The second is Discovering language model behaviors with model-written evaluations and shows that Anthropic’s models trained with RLHF have systematically different personalities than the pre-trained model. I’m not exactly sure what claims you are citing, but I think it probably involves some big leaps to interpret this as either directly harmful or connected with traditional stories about risk.
The third is Compendium of problems with RLHF, which primarily links to the previous 2 failures and then discusses theoretical limitations.
I think these are bad citations for the claim that methods are “not working well” or that current evidence points towards trouble.
The current problems you list—”unhelpful, untruthful, and inconsistent”—don’t seem like good examples to illustrate your point. These are mostly caused by models failing to correctly predict which responses a human would rate highly. That happens because models have limited capabilities and is rapidly improving as models get smarter. These are not the problems that most people in the community are worried about, and I think it’s misleading to say this is what was “theorized” in the past.
I think RLHF is obviously inadequate for aligning really powerful models, both because you cannot effectively constrain a deceptively aligned model and because human evaluators will eventually not be able to understand the consequences of proposed actions. And I think it is very plausible that large language models will pose serious catastrophic risks from misalignment before they are transformative (it seems very hard to tell). But I feel like this post isn’t engaging with the substance of those concerns or sensitive to the actual state of evidence about how severe the problem looks like it will be or how well existing mitigations might work.
A new paper, built upon the compendium of problems with RLHF, tries to make an exhaustive list of all the issues identified so far: Open Problems and Fundamental Limitations of Reinforcement Learning from Human Feedback
Agree that the cited links don’t represent a strong criticism of RLHF but I think there’s an interesting implied criticism, between the mode-collapse post and janus’ other writings on cyborgism etc that I haven’t seen spelled out, though it may well be somewhere.

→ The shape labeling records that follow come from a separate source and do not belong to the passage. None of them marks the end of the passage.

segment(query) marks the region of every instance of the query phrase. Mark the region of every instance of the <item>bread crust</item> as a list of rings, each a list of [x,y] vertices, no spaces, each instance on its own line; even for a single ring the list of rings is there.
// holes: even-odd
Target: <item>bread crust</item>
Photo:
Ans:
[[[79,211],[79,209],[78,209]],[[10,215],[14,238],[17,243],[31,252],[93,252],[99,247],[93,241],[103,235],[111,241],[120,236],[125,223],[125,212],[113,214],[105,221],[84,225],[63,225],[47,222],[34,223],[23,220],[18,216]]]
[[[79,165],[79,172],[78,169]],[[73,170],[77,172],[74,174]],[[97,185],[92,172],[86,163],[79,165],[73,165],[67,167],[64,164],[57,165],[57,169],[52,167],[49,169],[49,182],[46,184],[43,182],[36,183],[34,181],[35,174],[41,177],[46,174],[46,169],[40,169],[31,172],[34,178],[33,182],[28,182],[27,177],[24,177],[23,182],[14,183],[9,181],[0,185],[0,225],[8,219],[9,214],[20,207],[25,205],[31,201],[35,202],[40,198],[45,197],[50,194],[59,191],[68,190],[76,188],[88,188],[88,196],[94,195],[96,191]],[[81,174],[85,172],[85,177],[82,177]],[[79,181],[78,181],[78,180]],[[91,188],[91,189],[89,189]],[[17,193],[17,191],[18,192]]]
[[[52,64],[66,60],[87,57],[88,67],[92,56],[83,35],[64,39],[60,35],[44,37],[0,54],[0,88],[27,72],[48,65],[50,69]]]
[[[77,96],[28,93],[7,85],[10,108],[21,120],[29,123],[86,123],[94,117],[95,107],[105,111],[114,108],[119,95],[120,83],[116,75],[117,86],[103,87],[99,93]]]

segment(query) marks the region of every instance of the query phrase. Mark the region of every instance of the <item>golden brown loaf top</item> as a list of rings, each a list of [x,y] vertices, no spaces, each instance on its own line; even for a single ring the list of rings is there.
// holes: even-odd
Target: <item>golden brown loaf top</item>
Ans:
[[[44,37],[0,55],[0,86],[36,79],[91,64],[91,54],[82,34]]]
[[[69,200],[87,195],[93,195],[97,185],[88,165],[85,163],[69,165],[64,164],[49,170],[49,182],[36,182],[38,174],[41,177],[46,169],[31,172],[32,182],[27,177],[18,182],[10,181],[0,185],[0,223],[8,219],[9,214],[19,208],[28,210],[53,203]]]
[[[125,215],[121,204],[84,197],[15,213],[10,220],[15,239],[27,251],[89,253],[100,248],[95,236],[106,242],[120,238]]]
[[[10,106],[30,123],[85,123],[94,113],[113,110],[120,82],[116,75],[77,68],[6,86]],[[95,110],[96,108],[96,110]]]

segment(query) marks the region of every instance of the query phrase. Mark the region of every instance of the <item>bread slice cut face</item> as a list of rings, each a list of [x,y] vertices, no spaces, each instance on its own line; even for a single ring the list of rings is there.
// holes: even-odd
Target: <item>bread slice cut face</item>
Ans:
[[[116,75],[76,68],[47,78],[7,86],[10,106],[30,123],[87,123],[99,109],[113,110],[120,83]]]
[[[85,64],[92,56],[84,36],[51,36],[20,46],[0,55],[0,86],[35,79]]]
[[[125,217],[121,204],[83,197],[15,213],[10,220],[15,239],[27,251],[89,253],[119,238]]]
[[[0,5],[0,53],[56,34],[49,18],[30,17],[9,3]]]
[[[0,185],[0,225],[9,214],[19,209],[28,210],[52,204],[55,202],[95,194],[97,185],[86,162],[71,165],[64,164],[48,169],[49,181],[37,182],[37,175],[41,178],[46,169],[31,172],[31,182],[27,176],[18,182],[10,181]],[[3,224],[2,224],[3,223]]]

I see janus as saying that if you know how to properly use the raw models, then you can actually get much more useful work out of the raw models than the RLHF’d ones. If true, we’re paying a significant alignment tax with RLHF that will only become clear with the improvement and take-up of wrappers around base models in the vein of Loom.
I guess the test (best done without too much fanfare) would be to get a few people well acquainted with Loom or whichever wrapper tool and identify a few complex tasks and see whether the base model or the RLHF model performs better.
Even if true though, I don’t think it’s really a mark against RLHF since it’s still likely that RLHF makes outputs safer for the vast majority of users, just that if we think we’re in an ideas arms-race with people trying to advance capabilities, we can’t expect everyone to be using RLHF’d models.